- The paper presents a dual-role LLM system that functions as both conjecturer and prover to mitigate training data scarcity in theorem proving.
- It introduces a three-stage methodology—supervised finetuning, iterative self-play, and final retraining—that enhances proof generation capabilities.
- Experiments using Lean and Isabelle demonstrate significant improvements, with Lean success rates increasing from 13.2% to 26.3%.
Overview of Self-play LLM Theorem Provers with Iterative Conjecturing and Proving
The paper "Beyond Limited Data: Self-play LLM Theorem Provers with Iterative Conjecturing and Proving" addresses a significant challenge in the domain of formal theorem proving using LLMs—the scarcity of high-quality training data. Traditional methods, such as reinforcement learning (RL) or expert iteration, attempt to mitigate data scarcity by iterating between generating proofs and fine-tuning on correct ones; however, they often plateau due to the limited availability of correct proofs.
The authors present an innovative approach inspired by human mathematicians, who not only solve existing problems but also generate new conjectures. The introduction of a Self-play Theorem Prover (STP) represents a dual-role system where the LLM operates as both a conjecturer and a prover. This system creates an environment where conjectures and proofs serve as self-generated training datasets, facilitating continuous learning without additional external data.
Methodology
The STP model is constructed to perform in three stages:
- Model Initialization via Supervised Finetuning (SFT): The LLM is fine-tuned to play dual roles. The prover is trained on existing theorem-proof pairs to learn proof generation, while the conjecturer is exposed to a subset of known results to encourage the generation of novel conjectures.
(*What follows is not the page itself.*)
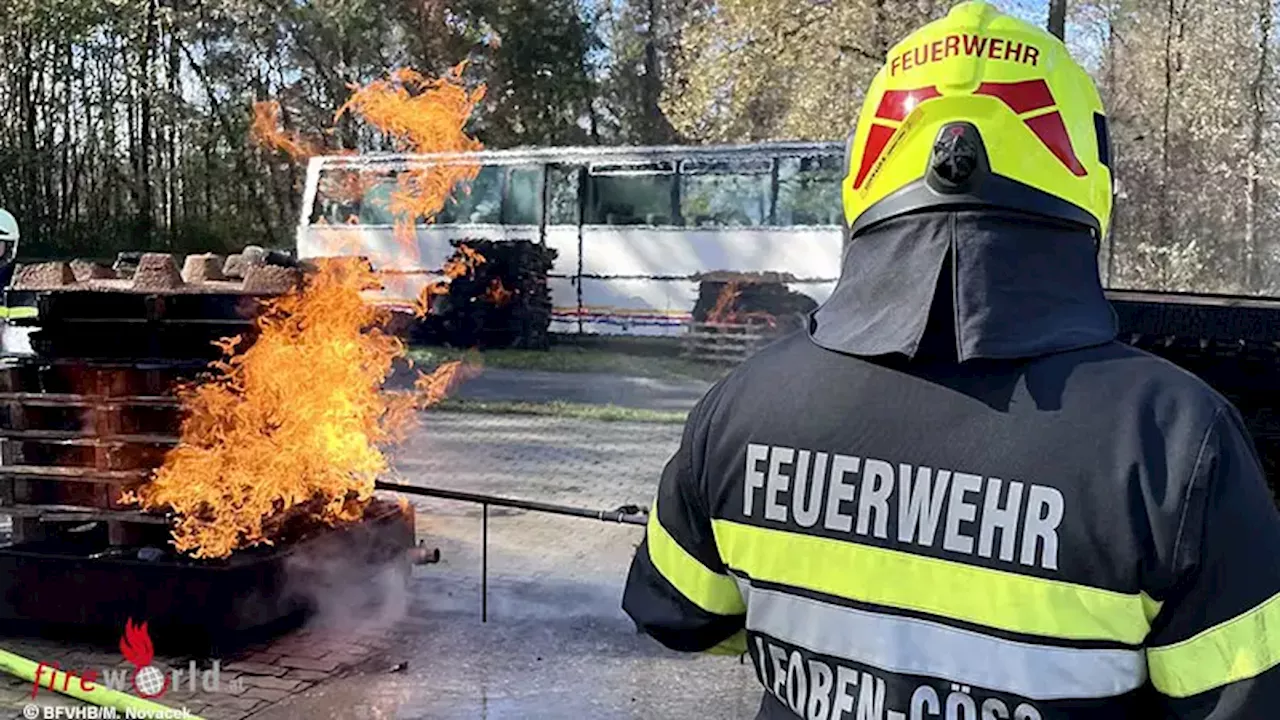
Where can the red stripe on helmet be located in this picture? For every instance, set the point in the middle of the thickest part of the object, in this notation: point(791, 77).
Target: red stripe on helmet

- Self-play Training: This stage involves iterative and interactive learning between the conjecturer and prover. The conjecturer generates new, related conjectures based on a seed theorem and its proof, while the prover attempts to prove both existing statements and newly generated conjectures. Successful proofs provide feedback to improve both roles, with an emphasis on conjectures that are neither too easy nor impossible to prove (i.e., having a low but positive pass rate).
- Final Re-training: To ensure stability and effectiveness, the final model is retrained from the base model using proofs collected throughout the STP iterations, consolidating learning advancements.
Results and Implications
Experimentation with Lean and Isabelle formal verifiers yielded notable results. With Lean, STP proved 26.3% of the LeanWorkbook dataset statements, significantly outperforming the previous best result of 13.2%. On benchmarks like miniF2F-test and ProofNet-test, STP reached state-of-the-art performance among whole-proof generation methods, including in environments with different sampling budgets.
These findings suggest that STP can efficiently scale and enhance theorem proving capabilities by maintaining diverse and dynamically challenging datasets. This model opens up new potential for AI development in reasoning tasks beyond current dataset limitations, potentially impacting AI's role in formal mathematics and broader applications requiring complex reasoning.
Observations and Future Directions
The approach of integrating self-generated conjectures as a continuous source of challenging tasks marks a significant shift in how LLMs are trained for theorem proving. The adaptability of STP suggests a promising way to handle sparse data environments, fundamental for applications seeking to advance beyond current knowledge boundaries.
Future research could explore refining the conjecturer's ability to generate more balanced and topic-diverse conjectures, optimizing for long-term improvements in prover capabilities. Further investigation into STP's application to natural language theorem translation and broader AI-driven conjecturing might also yield advancements in AGI research. Expanding this methodology into other formal proof systems or integrating with step-based prover models could provide additional enhancement avenues.
In conclusion, the work highlights strategic innovation in AI for mathematical reasoning, underscoring the significance of self-generated tasks in data-limited contexts and paving the way for autonomous reasoning systems in unexplored realms of mathematics and beyond.